Papa in Slovacchia: green pass troppo talebano, i fedeli scappano

Grande è l’entusiasmo per i viaggi papali. Centinaia di migliaia, talvolta milioni di persone, si affollano in ogni località del mondo quando arriva benedicente il Santo Padre.

O meglio, si affollavano. Sta facendo rumore, infatti, il caso del prossimo viaggio papale in Slovacchia dal 12 al 15 settembre: erano attese 350mila persone agli eventi in programma, se ne sono prenotate appena 46mila. Bergoglio non pare destare lo stesso entusiasmo dei suoi predecessori, e gli organizzatori si sono ritrovati in preda al panico all’idea di affrontare un simile clamoroso flop. Poi è subentrato un dubbio, di quelli fantozziani: non saranno le regole un tantino troppo stringenti a scoraggiare la partecipazione dei fedeli? Effettivamente… eccole qua:

Come annunciato da tempo, potranno entrare nelle aree degli eventi solo le persone completamente vaccinate, ovvero che  hanno ricevuto la seconda dose di un vaccino anti-Covid da almeno 14 giorni, che hanno ricevuto il vaccino a dose unica Johnson da almeno 21 giorni, o che hanno ricevuto la prima dose del vaccino da almeno 14 giorni entro 6 mesi da quando sono guariti dal COVID-19.
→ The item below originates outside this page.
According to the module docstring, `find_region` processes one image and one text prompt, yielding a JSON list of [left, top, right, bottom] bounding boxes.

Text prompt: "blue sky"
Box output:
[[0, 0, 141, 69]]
Regole demenziali, che scoraggerebbero anche i 12 apostoli. Così, ecco la rapida retromarcia: da ieri gli slovacchi possono accedere agli eventi papali anche se in possesso di solo tampone o certificato di guarigione. Sospiro di sollievo per tutti, flop (sperabilmente) evitato.

Cose che succedono anche ai più cattolici, quando si diventa troppo talebani.